In New Castle County, for example, construction, as measured by building permits, dropped to 2,099 in 2002 from 2,666 in 1993, according to state and federal figures.
This has helped push housing inventories to an all-time low in New Castle County, said Richard T. Christopher, president of Patterson-Schwartz & Associates Inc.
Low inventories create a seller's market.
" Any time construction lags behind population growth it puts pressure on the price, particularly in a low interest rate environment," Yun said.

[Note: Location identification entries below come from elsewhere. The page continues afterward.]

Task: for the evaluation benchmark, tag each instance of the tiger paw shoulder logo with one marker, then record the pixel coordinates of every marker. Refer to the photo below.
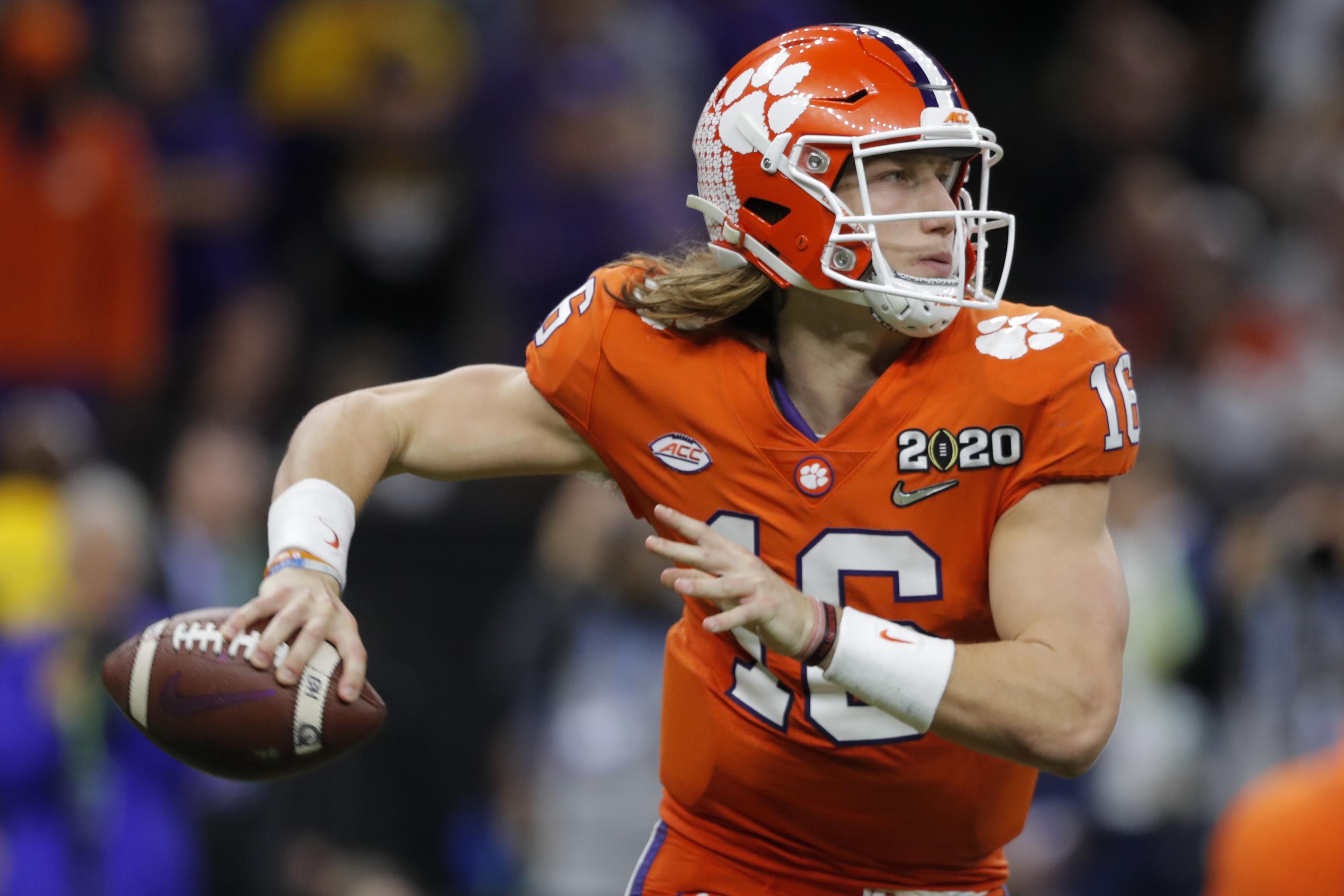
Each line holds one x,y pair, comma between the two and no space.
814,476
1011,338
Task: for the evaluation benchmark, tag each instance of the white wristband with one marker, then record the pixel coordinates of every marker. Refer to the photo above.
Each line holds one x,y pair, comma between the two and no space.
315,516
893,667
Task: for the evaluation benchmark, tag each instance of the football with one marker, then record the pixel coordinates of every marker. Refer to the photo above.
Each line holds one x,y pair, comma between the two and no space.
201,700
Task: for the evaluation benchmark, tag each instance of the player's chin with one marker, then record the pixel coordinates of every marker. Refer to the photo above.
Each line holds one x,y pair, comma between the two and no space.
927,268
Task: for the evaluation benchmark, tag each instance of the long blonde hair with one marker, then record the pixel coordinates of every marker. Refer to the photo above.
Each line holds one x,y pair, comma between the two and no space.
687,290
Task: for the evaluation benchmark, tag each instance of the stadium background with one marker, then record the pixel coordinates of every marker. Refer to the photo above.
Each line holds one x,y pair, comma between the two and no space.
216,214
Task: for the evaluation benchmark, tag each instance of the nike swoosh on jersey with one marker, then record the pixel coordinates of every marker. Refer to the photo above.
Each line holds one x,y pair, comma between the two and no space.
905,499
179,704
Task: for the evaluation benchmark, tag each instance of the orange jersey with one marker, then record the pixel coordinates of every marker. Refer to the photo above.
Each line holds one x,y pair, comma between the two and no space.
1284,833
763,760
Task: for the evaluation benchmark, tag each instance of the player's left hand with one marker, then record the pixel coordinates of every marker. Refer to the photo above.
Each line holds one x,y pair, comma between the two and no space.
749,593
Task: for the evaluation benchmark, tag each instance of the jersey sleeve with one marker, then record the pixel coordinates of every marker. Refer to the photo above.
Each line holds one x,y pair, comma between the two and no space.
565,363
1088,426
566,351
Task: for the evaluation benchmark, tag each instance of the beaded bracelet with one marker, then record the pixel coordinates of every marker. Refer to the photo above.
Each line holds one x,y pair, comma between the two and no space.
298,558
827,629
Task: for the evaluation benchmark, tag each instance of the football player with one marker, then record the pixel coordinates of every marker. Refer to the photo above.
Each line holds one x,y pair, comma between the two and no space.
881,490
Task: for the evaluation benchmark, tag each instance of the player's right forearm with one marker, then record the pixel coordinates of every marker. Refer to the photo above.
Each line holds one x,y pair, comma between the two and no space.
349,441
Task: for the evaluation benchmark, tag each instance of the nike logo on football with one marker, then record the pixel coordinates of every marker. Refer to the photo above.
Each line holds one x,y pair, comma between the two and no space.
905,499
175,703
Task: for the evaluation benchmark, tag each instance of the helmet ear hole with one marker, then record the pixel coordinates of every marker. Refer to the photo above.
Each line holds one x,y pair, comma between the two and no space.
765,210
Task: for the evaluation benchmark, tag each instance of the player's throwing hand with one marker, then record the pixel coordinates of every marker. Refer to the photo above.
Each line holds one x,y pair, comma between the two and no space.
749,592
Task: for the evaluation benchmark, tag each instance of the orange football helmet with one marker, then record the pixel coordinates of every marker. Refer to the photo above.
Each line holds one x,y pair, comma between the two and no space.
775,137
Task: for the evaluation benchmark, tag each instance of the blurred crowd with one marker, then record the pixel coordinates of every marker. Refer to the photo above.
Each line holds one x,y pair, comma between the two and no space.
216,214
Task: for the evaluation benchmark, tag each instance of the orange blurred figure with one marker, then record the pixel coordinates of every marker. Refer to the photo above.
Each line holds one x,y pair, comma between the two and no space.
81,264
1284,833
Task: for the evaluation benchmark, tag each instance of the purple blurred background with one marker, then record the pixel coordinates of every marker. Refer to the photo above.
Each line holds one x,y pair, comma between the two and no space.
216,214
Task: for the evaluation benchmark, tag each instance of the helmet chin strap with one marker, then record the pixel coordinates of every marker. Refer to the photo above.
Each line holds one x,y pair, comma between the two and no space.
909,316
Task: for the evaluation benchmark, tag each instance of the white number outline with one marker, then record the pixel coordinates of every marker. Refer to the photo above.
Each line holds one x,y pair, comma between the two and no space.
1125,381
757,675
1115,438
564,311
753,673
809,672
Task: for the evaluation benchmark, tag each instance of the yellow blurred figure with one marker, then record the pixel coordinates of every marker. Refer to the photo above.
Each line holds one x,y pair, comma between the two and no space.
324,62
33,554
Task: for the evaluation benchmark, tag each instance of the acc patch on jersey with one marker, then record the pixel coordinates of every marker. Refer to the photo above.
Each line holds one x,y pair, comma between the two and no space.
680,452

Continued concerns about over-development in Delaware and other East Coast states will almost certainly limit the supply of new housing coming onto the market, economists said.
As for mortgage interest rates, economists are predicting they should remain low through the first half of the year, but begin to tick up if the economy begins to improve.
Green of Re/Max Sunvest said he's noticed that as interest rates start to increase, house prices go up temporarily as people rush to make a move before rates rise further.
Gains in interest rates could slow sales activity and soften prices, but not by much, experts said.
" We do anticipate rates to rise by the end of the year, but nothing alarming. So, instead of 7.5 percent appreciation that was seen in 2003, we could see 5 percent appreciation in 2004," Yun said.
Reach Maureen Milford at 324-2881 or mmilford@delawareonline.com.
HOUSING MARKET NUMBERS
Of the 7,290 homes that sold in New Castle County last year, 6,162 were on the market for 60 days or less. Of those, nearly 5,000 sold within 30 days.
Single-family houses in New Castle County last year sold for 98 percent of the list price.
Single-family houses in Sussex County sold for 97 percent of the list price.